Plasma copeptin levels and prediction of outcome in heart failure outpatients: relation to hyponatremia and loop diuretic doses.

BACKGROUND: Copeptin, a stable fragment of the vasopressin prohormone, has been shown to be a significant biomarker for morbidity and mortality in heart failure. The aims of this study were to evaluate the influence of plasma sodium on the prognostic significance of copeptin concentrations in heart failure outpatients and to determine whether increased copeptin concentrations predict future development of hyponatremia. METHODS AND RESULTS: A total of 340 heart failure patients with left ventricular systolic dysfunction were followed for 55 months (median) in a Danish heart failure clinic. A baseline measurement of plasma copeptin, N-terminal pro-B-type natriuretic peptide (NT-proBNP), and sodium was performed, and the sodium concentrations were recorded during 3 months after the baseline visit in the heart failure clinic. Patients were divided into 3 groups according to copeptin tertiles. In multivariate Cox proportional hazard models adjusted for confounders, including plasma sodium, loop diuretic dose, and NT-proBNP, copeptin was a significant predictor of hospitalization or death (hazard ratio 1.4, 95% confidence interval 1.1-1.9; P < .019) but did not predict mortality independently from NT-proBNP. Additionally, copeptin concentrations did not predict future development of hyponatremia. CONCLUSIONS: Plasma copeptin levels predict mortality in outpatients with chronic heart failure independently from clinical variables, plasma sodium, and loop diuretic doses. Furthermore, copeptin predicts the combined end point of hospitalization or death independently from NT-proBNP.

Prevalence and prognostic significance of hyponatraemia in outpatients with chronic heart failure.

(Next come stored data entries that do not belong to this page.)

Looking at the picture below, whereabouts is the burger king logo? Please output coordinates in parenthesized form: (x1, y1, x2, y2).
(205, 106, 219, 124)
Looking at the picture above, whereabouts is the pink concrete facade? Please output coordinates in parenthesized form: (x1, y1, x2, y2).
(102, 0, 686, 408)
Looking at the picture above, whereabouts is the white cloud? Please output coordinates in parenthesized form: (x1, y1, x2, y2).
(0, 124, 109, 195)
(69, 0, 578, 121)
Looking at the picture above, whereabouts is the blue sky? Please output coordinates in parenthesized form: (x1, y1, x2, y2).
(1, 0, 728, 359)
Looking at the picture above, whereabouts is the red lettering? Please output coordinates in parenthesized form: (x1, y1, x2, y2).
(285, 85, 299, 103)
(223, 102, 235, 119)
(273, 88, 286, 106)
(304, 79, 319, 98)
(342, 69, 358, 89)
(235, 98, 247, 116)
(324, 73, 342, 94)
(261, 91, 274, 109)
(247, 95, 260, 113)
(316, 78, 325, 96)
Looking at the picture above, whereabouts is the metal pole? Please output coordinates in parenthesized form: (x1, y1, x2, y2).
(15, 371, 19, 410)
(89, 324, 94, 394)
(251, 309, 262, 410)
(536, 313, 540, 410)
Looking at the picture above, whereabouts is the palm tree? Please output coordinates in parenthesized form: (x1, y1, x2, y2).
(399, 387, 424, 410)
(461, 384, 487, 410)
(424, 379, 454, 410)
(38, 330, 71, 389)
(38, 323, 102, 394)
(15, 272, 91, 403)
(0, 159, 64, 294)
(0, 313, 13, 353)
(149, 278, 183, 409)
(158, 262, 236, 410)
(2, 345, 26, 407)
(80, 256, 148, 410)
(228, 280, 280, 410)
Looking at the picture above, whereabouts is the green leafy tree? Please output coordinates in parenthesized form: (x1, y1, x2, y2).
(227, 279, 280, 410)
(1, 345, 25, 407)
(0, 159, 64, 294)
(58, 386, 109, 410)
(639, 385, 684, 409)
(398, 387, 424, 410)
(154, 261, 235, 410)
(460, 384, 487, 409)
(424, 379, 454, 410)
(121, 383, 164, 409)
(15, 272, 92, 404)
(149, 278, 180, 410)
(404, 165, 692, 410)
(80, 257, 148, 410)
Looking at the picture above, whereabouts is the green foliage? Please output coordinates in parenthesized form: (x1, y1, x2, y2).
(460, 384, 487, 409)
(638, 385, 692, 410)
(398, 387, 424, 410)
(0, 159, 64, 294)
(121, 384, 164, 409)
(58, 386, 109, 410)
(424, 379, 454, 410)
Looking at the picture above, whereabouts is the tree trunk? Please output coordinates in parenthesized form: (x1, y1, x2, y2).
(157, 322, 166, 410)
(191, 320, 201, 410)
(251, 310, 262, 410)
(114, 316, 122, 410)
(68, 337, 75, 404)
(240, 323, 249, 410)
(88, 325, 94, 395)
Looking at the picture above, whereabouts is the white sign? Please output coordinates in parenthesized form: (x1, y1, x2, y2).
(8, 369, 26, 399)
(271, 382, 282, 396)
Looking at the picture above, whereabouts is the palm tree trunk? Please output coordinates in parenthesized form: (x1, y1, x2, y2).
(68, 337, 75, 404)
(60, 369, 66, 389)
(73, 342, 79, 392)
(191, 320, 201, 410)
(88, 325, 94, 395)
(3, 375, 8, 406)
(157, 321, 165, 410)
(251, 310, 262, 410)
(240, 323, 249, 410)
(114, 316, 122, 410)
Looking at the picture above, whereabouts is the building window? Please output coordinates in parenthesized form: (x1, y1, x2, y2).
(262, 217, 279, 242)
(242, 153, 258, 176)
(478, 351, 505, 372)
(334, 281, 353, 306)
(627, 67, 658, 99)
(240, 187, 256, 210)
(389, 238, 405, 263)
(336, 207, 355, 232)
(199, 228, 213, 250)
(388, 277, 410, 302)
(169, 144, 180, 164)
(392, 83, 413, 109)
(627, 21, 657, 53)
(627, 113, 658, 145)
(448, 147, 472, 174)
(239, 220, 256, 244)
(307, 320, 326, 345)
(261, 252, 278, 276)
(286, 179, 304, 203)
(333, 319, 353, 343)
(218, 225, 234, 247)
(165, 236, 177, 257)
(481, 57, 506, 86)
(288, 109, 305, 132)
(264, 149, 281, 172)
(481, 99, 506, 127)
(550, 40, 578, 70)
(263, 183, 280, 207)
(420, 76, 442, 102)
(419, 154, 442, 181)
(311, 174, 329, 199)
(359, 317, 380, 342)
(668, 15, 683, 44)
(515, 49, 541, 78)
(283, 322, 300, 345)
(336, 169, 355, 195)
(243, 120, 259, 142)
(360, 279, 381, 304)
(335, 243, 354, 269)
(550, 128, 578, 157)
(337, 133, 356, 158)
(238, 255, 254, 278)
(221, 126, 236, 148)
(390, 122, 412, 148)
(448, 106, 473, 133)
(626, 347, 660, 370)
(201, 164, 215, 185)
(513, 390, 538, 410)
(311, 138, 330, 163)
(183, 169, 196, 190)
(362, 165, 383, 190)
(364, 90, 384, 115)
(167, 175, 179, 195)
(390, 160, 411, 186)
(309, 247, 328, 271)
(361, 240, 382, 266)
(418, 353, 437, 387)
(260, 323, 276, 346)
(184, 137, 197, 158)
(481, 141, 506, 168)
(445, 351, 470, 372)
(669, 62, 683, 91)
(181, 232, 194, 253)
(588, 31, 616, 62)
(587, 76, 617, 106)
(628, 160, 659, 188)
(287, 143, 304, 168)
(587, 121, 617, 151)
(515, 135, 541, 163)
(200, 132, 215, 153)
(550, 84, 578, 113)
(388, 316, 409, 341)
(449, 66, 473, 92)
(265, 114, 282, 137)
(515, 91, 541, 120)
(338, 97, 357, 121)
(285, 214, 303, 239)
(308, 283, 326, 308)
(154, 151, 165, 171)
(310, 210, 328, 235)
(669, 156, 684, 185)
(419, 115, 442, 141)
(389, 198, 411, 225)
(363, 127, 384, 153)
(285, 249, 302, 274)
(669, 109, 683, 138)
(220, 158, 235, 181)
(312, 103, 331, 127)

AIM: Hyponatraemia has been reported to be a potent predictor of poor outcome in patients hospitalized for heart failure (HF). The aim of the study was to determine the prevalence and prognostic significance of hyponatraemia in a large cohort of HF outpatients followed in clinics participating in the Danish Heart Failure Clinics Network. METHODS AND RESULTS: The study population consisted of consecutive patients referred for HF management in 18 Danish heart failure clinics. Overall, 2863 patients (83%) had a normal plasma sodium (p-sodium) level and 602 patients (17%) had hyponatraemia with a p-sodium level <136 mmol/L. Outcome data were obtained from a validated, national registry. Patients were elderly with a mean age of 68 years. The mean P-[Na+] was 139.6 ± 2.4 mmol/L among patients with normonatraemia and 132.4 ± 3.2 mmol/L among patients with hyponatraemia. In multivariate Cox Proportional Hazard Models adjusted for confounders (age, gender, hospitalization within the last 90 days, loop diuretics, creatinine level, systolic blood pressure, New York Heart Association class III-IV, left ventricular ejection fraction <0.46, ischaemic heart disease and diabetes) hyponatraemic patients had increased risk of hospitalization or death [hazard ratio (HR) 1.2 (95% confidence interval (CI) 1.0-1.4, P = 0.011)]. Hyponatraemia was also an independent predictor of all-cause mortality [HR 1.5 (95% CI 1.2-1.9, P< 0.001)]. There was no interaction between hyponatraemia and the covariables on outcome in the multivariable models. CONCLUSION: The presence of hyponatraemia in outpatients with HF is associated with increased risk of hospitalization or death.